- Born: Karen Odessa Piper October 15, 1952 (age 73) Pearl City, Territory of Hawaii, U.S.
- Occupations: Restaurateur, chef
- Known for: Founder of L'Etoile
- Spouse: Terry Theise
- Website: odessapiper.com

= Odessa Piper =

American restaurateur and chef (born 1952)

Odessa Piper (born Karen Odessa Piper, October 15, 1952) is an American restaurateur and chef, renowned for her role in the farm-to-table movement and her emphasis on sustainable, regional cuisine.

==Early life==
Piper was born in Pearl City, Hawaii, and raised in Portsmouth, New Hampshire. Her parents taught her how to forage for mushrooms and greens, sparking a lifelong connection to nature. She dropped out of high school, lived for two years in a New Hampshire commune, and became involved in the Back to the Land movement of the 1960s and ’70s. This brought her to a Wisconsin farm in the Kickapoo River Valley owned by JoAnna Guthrie, a theosophy-influenced restaurateur who also ran the Ovens of Brittany in Madison.

In 1969, Piper moved to Madison and began an apprenticeship under Guthrie at the Ovens of Brittany, a restaurant known for its use of organic and locally sourced ingredients.

==Career==
In 1976, at age 23, Piper founded L'Etoile in Madison. The restaurant emphasized seasonal, regional ingredients, often sourced from vendors at the adjacent Dane County Farmers' Market. Her signature morning bun became a local legend.

L'Etoile was part of a late 20th-century movement emphasizing cuisine crafted exclusively from regional ingredients. Similar pioneering restaurants included Alice Waters' Chez Panisse in Berkeley, California, and Sinclair and Frederique Philip's Sooke Harbour House on Vancouver Island in British Columbia, Canada. In 2001, Piper won the James Beard Award for Best Chef: Midwest, and Gourmet magazine ranked L'Etoile #14 on its list of America's 50 Best Restaurants. She sold the restaurant in 2005 to her chef de cuisine, Tory Miller.

Piper has remained involved in food advocacy. She speaks at events like the International Forum on Consciousness and supports projects such as the Savanna Institute, promoting agroforestry and sustainable Midwestern agriculture. She is also contributing to the Taliesin Preservation and a scratch bakery in Boston.
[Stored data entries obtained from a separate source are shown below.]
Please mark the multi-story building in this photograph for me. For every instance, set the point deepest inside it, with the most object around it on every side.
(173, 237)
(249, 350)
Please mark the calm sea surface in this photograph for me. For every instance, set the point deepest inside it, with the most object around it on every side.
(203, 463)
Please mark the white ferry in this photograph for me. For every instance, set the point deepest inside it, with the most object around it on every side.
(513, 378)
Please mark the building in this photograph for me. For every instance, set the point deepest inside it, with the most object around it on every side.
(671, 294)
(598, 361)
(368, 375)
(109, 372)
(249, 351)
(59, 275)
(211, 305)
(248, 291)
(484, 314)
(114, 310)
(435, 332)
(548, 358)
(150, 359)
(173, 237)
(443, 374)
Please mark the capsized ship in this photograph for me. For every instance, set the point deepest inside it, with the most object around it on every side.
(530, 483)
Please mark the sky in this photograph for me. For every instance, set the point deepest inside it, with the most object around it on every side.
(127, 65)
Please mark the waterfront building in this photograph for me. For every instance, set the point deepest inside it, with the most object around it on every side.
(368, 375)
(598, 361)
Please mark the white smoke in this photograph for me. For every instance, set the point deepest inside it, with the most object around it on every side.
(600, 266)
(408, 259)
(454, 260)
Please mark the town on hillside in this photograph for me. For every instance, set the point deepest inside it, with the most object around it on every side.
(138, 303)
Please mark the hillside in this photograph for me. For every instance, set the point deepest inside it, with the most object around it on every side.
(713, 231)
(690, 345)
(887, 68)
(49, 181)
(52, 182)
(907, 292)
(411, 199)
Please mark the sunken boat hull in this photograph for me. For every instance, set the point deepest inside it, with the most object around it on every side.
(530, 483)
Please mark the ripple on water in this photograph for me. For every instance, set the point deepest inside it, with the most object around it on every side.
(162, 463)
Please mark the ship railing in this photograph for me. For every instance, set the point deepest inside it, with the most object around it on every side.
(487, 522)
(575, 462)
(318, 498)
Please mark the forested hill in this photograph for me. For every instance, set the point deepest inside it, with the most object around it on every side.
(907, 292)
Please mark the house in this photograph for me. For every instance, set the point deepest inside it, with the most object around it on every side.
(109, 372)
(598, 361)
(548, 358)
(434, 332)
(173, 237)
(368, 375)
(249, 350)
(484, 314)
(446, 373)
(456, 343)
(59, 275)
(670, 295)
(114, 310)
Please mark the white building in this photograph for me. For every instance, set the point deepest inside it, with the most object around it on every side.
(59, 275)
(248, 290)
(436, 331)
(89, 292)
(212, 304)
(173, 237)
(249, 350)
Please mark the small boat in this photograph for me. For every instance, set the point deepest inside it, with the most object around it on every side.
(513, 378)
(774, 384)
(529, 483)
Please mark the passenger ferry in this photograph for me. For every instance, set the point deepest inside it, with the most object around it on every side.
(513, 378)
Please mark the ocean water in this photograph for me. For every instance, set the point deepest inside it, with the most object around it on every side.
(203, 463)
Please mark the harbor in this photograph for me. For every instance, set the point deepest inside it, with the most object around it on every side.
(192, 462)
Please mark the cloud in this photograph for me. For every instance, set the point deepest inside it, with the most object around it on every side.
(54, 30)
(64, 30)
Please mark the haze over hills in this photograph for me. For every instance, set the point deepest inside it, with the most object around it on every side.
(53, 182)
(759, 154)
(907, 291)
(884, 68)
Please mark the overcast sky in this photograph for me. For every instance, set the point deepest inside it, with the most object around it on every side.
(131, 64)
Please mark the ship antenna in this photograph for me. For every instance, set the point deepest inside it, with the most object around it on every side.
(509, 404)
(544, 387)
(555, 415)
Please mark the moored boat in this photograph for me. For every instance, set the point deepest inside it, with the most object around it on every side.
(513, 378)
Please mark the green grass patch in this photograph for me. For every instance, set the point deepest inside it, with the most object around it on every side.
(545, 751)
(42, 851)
She contributed recipes—including Amish-style cider syrup—to the *Dane County Farmers’ Market Cookbook* (2023), celebrating the market's 50th anniversary.

==Personal life==
Piper is married to international wine importer Terry Theise. As of 2023, she lives in Roslindale, Massachusetts, and is writing a book tentatively titled either The Re-enchantment of Food or Back to the Land, Again.